Brièveté du délai d’action au fond après saisie-contrefaçon
Le régime procédural des actions en contrefaçon est soumis à de brefs délais qui ont été harmonisés entre les différents droits de propriété intellectuelle.
Dès que la saisie-contrefaçon a eu lieu, le demandeur qui se plaint d’être victime d’une contrefaçon a l’obligation d’engager une procédure « au fond » dans un bref délai fixé par le Code de la Propriété Intellectuelle :
- vingt jours ouvrables ou trente et un jours civils si ce délai est plus long, à partir de la date de la saisie.

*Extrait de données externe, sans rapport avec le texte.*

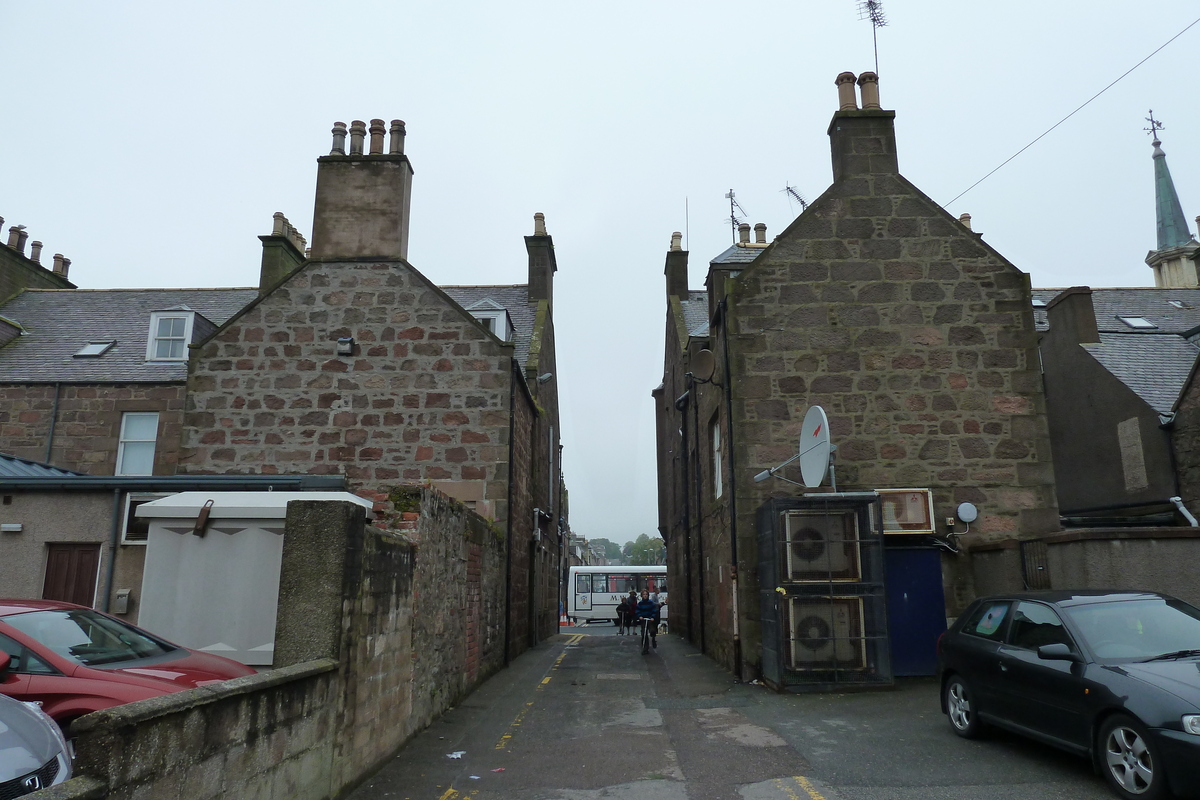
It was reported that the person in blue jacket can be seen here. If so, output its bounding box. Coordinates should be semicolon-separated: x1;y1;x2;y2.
635;589;659;648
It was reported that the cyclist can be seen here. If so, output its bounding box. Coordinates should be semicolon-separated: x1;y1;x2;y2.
635;589;659;648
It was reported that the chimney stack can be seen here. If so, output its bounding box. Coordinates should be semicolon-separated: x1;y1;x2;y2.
829;72;900;182
307;119;413;261
526;211;558;311
664;230;688;303
258;211;307;294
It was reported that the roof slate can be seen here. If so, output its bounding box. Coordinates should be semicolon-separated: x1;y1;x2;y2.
0;453;83;477
1033;288;1200;335
0;289;258;383
438;284;538;366
712;243;766;264
1080;333;1200;414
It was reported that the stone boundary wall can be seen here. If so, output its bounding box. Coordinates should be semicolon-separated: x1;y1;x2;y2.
30;487;505;800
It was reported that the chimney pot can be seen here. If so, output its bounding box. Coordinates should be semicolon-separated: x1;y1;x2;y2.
388;120;404;156
329;122;346;156
371;120;388;156
350;120;367;156
858;72;880;112
834;72;858;112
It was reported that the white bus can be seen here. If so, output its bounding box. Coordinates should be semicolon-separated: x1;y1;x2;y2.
566;566;667;622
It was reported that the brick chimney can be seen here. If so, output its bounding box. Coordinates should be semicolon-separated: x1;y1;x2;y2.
664;230;688;302
312;120;413;260
1046;287;1100;344
258;211;307;294
829;72;900;181
526;211;558;308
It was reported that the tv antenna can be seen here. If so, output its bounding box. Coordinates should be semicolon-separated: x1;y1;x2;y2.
725;190;748;245
1142;108;1166;139
779;184;809;211
858;0;888;74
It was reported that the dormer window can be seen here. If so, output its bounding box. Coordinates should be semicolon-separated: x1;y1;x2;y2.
146;311;196;361
467;300;512;342
1117;317;1158;331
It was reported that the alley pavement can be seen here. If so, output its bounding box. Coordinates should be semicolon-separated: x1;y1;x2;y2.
349;625;1112;800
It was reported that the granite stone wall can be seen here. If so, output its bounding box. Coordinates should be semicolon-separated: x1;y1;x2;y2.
0;384;184;475
180;261;512;524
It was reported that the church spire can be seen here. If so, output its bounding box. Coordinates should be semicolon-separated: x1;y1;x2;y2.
1146;110;1200;288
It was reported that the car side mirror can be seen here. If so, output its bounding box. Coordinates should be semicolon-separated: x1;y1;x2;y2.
1038;642;1082;662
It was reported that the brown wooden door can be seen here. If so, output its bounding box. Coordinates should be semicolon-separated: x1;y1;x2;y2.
42;543;100;606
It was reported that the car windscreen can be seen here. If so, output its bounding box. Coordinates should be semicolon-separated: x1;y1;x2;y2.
5;608;175;667
1063;597;1200;663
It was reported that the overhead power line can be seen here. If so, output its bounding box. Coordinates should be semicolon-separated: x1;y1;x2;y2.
946;18;1200;205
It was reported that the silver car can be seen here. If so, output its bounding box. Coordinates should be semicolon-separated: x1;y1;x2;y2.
0;694;71;799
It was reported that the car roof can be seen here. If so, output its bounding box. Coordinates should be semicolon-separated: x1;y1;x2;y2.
979;589;1175;608
0;597;86;616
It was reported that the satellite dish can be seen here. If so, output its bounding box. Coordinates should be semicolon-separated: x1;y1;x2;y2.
691;350;716;381
800;405;829;489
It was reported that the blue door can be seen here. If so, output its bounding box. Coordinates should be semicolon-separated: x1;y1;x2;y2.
884;547;946;676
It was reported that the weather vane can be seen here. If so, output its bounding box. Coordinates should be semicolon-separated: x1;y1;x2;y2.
1142;108;1166;139
858;0;888;74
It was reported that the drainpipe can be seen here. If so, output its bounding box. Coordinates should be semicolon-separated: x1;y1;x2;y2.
718;295;742;679
101;489;121;612
504;359;522;667
676;389;704;652
42;381;61;462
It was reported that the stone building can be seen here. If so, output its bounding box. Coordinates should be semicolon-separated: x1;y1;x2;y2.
654;73;1058;676
180;120;566;655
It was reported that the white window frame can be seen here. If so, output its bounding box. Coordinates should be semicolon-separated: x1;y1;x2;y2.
146;311;196;361
708;416;725;500
121;492;170;547
113;411;160;475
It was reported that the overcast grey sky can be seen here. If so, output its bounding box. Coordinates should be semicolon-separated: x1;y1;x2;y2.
0;0;1200;542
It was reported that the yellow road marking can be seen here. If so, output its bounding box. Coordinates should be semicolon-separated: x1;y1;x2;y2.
775;775;826;800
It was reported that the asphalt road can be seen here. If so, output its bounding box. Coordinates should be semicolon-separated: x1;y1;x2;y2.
350;625;1114;800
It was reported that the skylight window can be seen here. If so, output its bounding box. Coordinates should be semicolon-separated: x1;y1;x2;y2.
1117;317;1158;331
74;341;116;359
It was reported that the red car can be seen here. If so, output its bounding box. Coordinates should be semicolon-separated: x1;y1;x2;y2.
0;600;254;730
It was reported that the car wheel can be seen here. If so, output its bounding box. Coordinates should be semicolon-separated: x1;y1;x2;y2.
1100;716;1166;800
946;675;983;739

- Le délai est identique pour les contrefaçons de droits d’auteur, de logiciels ou bases de données, de marques, brevets ou dessins et modèles, ce qui n’était pas tout à fait le cas auparavant.
Mais surtout la sanction du défaut d’introduction d’une procédure « au fond » dans les délais de procédure impartis est dorénavant uniformément la nullité. C’est ce principe qui est notamment rappelé par la Cour de Cassation en matière de droit d’auteur.
En effet, alors que dans les saisies-contrefaçon en matière de droit d’auteur antérieures à l’entrée en vigueur de la loi du 2014, la mainlevée des opérations de saisie-contrefaçon pour défaut d’introduction d’une procédure au fond était une simple faculté, l’annulation des opérations de saisie-contrefaçon est aujourd’hui de plein droit, même sans préjudice et sous réserve des dommages-intérêts qui pourraient alors être demandés.
Coexistence de l’action en contrefaçon et en concurrence déloyale
Il est difficile de cumuler action en contrefaçon et action en concurrence déloyale.
Dès lors que l’action en contrefaçon est ouverte à un demandeur car il dispose de droits de propriété intellectuelle privatifs, la voie de l’action en concurrence déloyale lui est fermée s’il ne s’appuie pas sur des faits distincts pour chacune des deux actions.
Cette jurisprudence est constante avec cependant un bémol apporté le 7 juin 2016 par la Cour de Cassation.
En effet, dès lors que le demandeur ne peut se prévaloir d’aucun droit privatif, l’action en concurrence déloyale lui est ouverte, et il importe peu que ce demandeur ai fondé son action sur des faits identiques qu’il avait en premier lieu qualifiés de contrefaçon.